Now that we understand how important territoriality is to animals, let's examine how it affects cats versus dogs. Cats have been domesticated for hundreds of years, but unlike dogs, they haven't evolved alongside humans. Instead, they came from Africa and Asia, where felines lived free and hunted prey. Today, we call these animals Felis catus.
Since cats have spent millions of years adapting to life indoors, they don't need territories. Most people consider their homes to be safe enough for them. But that doesn't mean they don't enjoy sleeping in cozy spots or playing near their owners. Like most cats, Siamese cats love to curl up in tight balls and sleep near their owners' legs.
On the other hand, dogs originated from wolves. While they don't hunt, these animals still maintain strong territorial instincts. Wolves defend their dens with fierce aggression and guard their kills. Human beings provided dogs with a sense of security and helped them develop pack order. Owners typically train their dogs to perform tricks or fetch objects. With time, dogs learned to recognize household boundaries and form packs based on shared genetics and social behavior.
Dogs share many similarities with wolves, but they also possess distinct differences. Although wolves mate for life, dogs usually mate seasonally and divorce their mates easily. They also experience changes in hormone levels throughout their lives.
Your pooch, on the other hand, experiences puberty and becomes sexually active at a young age. Female dogs go through menopause later in life, but males continue reproducing well past old age.
Although dogs and cats are similar in many respects, they differ greatly when it comes to their territorial nature. Next, we'll compare dog fleas to cat fleas.

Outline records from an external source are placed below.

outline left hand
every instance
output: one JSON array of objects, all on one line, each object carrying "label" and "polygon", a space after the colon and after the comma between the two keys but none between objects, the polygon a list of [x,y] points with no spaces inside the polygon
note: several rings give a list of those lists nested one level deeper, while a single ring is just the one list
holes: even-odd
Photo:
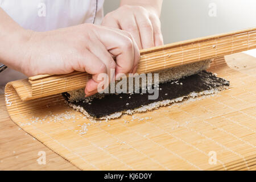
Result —
[{"label": "left hand", "polygon": [[122,6],[106,14],[101,24],[130,32],[139,49],[163,44],[158,16],[142,6]]}]

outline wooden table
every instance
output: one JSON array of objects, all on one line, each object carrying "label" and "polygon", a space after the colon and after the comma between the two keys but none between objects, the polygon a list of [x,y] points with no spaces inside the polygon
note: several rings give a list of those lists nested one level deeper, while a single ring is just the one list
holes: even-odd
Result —
[{"label": "wooden table", "polygon": [[[226,56],[228,65],[241,72],[256,76],[250,66],[256,58],[242,53]],[[0,170],[79,170],[16,125],[9,117],[3,94],[0,94]],[[46,164],[39,164],[40,151],[46,153]]]}]

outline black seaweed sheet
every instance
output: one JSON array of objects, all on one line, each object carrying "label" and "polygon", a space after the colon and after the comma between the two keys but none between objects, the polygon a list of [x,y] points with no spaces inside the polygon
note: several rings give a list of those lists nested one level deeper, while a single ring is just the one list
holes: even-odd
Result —
[{"label": "black seaweed sheet", "polygon": [[[82,101],[71,103],[82,107],[92,117],[100,118],[115,112],[135,109],[152,102],[186,96],[193,92],[199,93],[216,87],[229,85],[229,81],[217,77],[212,73],[202,71],[179,80],[159,84],[159,89],[161,89],[159,90],[159,97],[156,100],[148,100],[148,95],[152,94],[147,92],[143,94],[140,93],[133,93],[131,95],[129,93],[109,94],[101,99],[94,98],[90,102],[90,104],[86,102],[84,103]],[[139,93],[141,93],[141,90]],[[69,94],[65,92],[63,93],[63,95],[68,101]],[[127,105],[127,103],[129,103],[129,105]]]}]

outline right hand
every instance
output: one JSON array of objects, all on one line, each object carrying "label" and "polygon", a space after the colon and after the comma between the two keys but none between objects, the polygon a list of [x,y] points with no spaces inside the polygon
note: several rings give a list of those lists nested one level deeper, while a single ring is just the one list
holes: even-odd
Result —
[{"label": "right hand", "polygon": [[[110,77],[110,69],[118,73],[134,73],[139,61],[139,51],[126,31],[92,24],[83,24],[54,31],[29,31],[22,45],[24,56],[19,68],[28,76],[39,74],[66,74],[74,71],[92,75],[85,92],[97,92],[99,74]],[[115,57],[115,61],[113,57]]]}]

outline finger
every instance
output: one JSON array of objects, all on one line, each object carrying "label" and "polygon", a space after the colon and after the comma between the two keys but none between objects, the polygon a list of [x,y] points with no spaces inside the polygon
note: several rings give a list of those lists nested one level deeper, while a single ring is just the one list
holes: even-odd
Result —
[{"label": "finger", "polygon": [[139,28],[133,14],[130,18],[123,19],[119,23],[121,29],[130,32],[136,42],[139,49],[142,49]]},{"label": "finger", "polygon": [[[92,39],[90,40],[92,42],[89,44],[90,46],[89,46],[88,48],[105,64],[106,72],[109,78],[109,81],[114,81],[114,76],[113,75],[115,73],[116,65],[115,62],[110,53],[106,49],[105,46],[98,39],[97,39],[97,38],[93,38],[93,35],[92,35]],[[95,45],[97,45],[97,46],[95,46]],[[110,78],[112,78],[112,80],[110,80]]]},{"label": "finger", "polygon": [[129,73],[134,64],[133,40],[127,36],[109,28],[100,27],[96,34],[107,50],[115,56],[116,73]]},{"label": "finger", "polygon": [[76,71],[85,71],[93,75],[86,83],[86,90],[88,92],[97,90],[98,84],[102,81],[98,76],[100,74],[107,75],[106,65],[89,51],[85,51],[84,59],[78,60],[73,67]]},{"label": "finger", "polygon": [[154,42],[155,46],[163,44],[163,35],[161,32],[161,23],[158,17],[155,15],[150,16],[154,30]]},{"label": "finger", "polygon": [[[123,31],[121,30],[117,30],[117,29],[113,29],[114,31],[117,31],[119,32],[120,33],[124,34],[125,35],[128,36],[129,38],[131,39],[133,43],[133,49],[134,49],[134,62],[133,62],[133,66],[131,68],[131,69],[129,73],[135,73],[135,72],[136,71],[136,69],[134,69],[134,67],[137,67],[137,65],[139,62],[140,60],[140,52],[139,50],[139,48],[138,47],[137,44],[135,42],[135,40],[134,40],[133,36],[131,35],[131,33]],[[118,73],[119,73],[119,72],[117,72]]]},{"label": "finger", "polygon": [[135,11],[134,15],[139,27],[142,48],[145,49],[154,46],[154,30],[152,23],[146,10]]},{"label": "finger", "polygon": [[118,20],[114,19],[110,14],[106,14],[101,22],[101,25],[109,27],[120,29],[121,26]]}]

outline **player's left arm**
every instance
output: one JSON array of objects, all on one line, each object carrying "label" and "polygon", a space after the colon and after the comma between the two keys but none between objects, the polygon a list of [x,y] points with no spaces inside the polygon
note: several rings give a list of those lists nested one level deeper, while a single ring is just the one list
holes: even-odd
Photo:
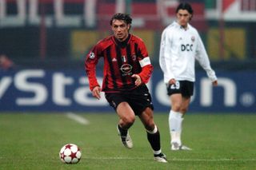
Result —
[{"label": "player's left arm", "polygon": [[214,85],[218,85],[218,78],[215,72],[212,69],[206,48],[202,43],[199,34],[198,34],[198,45],[196,47],[195,58],[198,61],[200,65],[206,70],[208,77],[210,79]]},{"label": "player's left arm", "polygon": [[[141,83],[146,84],[152,75],[153,65],[151,65],[150,58],[149,57],[147,49],[143,42],[140,44],[140,54],[139,57],[139,64],[142,67],[142,72],[138,75],[141,78]],[[138,79],[137,79],[138,80]],[[135,81],[136,84],[136,81]]]}]

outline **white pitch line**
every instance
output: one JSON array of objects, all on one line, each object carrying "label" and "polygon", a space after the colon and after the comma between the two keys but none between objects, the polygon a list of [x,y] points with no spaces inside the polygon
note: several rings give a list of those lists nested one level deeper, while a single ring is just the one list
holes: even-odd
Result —
[{"label": "white pitch line", "polygon": [[[89,160],[151,160],[149,158],[142,158],[142,157],[85,157],[85,159]],[[194,162],[218,162],[218,161],[256,161],[256,159],[167,159],[170,161],[194,161]]]},{"label": "white pitch line", "polygon": [[90,121],[87,119],[86,119],[82,117],[80,117],[77,114],[74,114],[73,113],[67,113],[66,115],[70,119],[72,119],[72,120],[78,122],[79,124],[85,125],[87,125],[90,124]]}]

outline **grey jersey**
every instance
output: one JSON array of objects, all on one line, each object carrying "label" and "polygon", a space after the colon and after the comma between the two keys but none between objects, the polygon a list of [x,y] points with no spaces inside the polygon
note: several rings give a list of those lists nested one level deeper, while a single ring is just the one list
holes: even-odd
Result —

Unlike their feline counterparts, dogs can't fend for themselves when it comes to protecting their turf. Canine territorial disputes occur when dogs encounter other animals outside of their home.
Usually, dogs try to dominate other animals through fear or physical force. There are three main reasons why dogs exhibit territorial behaviors. First, dogs view other animals as threats to their survival. Second, dogs compete for resources such as food, water and shelter. Third, dogs seek sexual partners.

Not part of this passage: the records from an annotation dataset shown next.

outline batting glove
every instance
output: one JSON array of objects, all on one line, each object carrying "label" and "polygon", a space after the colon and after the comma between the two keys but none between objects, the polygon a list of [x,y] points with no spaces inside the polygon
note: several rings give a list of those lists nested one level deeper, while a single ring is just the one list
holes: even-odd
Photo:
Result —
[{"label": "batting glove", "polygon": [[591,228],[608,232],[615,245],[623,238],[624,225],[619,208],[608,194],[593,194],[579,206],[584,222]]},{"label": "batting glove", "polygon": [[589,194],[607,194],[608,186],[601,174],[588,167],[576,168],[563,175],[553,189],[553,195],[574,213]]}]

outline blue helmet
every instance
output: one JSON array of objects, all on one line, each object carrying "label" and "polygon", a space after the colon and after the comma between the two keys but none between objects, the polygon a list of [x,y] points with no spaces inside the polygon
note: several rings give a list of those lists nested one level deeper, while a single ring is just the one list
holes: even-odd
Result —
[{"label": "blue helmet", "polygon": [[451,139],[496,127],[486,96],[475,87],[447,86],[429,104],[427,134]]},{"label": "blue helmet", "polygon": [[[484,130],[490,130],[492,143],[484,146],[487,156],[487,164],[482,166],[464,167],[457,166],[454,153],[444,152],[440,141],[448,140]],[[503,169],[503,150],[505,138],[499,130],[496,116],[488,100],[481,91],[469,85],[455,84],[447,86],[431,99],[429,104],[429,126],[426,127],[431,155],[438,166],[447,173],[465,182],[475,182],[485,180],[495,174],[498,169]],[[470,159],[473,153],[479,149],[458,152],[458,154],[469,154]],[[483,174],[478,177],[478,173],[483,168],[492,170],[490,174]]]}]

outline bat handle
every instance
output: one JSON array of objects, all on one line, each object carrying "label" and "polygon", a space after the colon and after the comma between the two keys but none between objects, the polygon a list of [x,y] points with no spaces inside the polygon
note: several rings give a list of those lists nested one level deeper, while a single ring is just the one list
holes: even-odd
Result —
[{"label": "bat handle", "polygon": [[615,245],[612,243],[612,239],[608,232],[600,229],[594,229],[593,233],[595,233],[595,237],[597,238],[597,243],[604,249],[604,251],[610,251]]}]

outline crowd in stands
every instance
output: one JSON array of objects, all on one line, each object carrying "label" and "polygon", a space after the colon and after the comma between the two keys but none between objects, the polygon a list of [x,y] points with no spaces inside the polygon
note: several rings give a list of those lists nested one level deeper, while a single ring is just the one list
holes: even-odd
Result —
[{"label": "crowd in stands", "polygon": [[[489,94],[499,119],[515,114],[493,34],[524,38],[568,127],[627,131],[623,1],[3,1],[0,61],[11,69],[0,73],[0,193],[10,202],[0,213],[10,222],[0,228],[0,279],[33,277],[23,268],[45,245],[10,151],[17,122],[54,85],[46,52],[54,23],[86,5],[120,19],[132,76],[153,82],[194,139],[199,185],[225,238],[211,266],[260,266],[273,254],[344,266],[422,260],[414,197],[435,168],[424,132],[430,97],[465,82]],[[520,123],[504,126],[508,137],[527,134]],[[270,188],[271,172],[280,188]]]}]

Like cats, dogs mark their territories with urine. However, instead of repelling parasites, pee serves another purpose. It's used as a territorial marker to show other canines where their owner's property begins and ends. If a stranger approaches a dog without permission, he may receive a nasty surprise.
Male dogs mark their territories with urine, whereas female dogs add feces to the mix. Both sexes urinate on top of piles of dirt or grass and leave the area immediately.
Just like cats, dogs also engage in defensive posturing. Defensive posturing occurs when an animal displays its dominance by raising its hackles or baring its teeth. A bark or growl is a typical response to perceived threats. Like cats, dogs also display protective behaviors toward their families. If a strange dog wanders too close to your pup, he may growl or snap defensively.
Most people associate fleas with dogs, but cats also suffer from infestations. In fact, cats have more fleas than dogs do.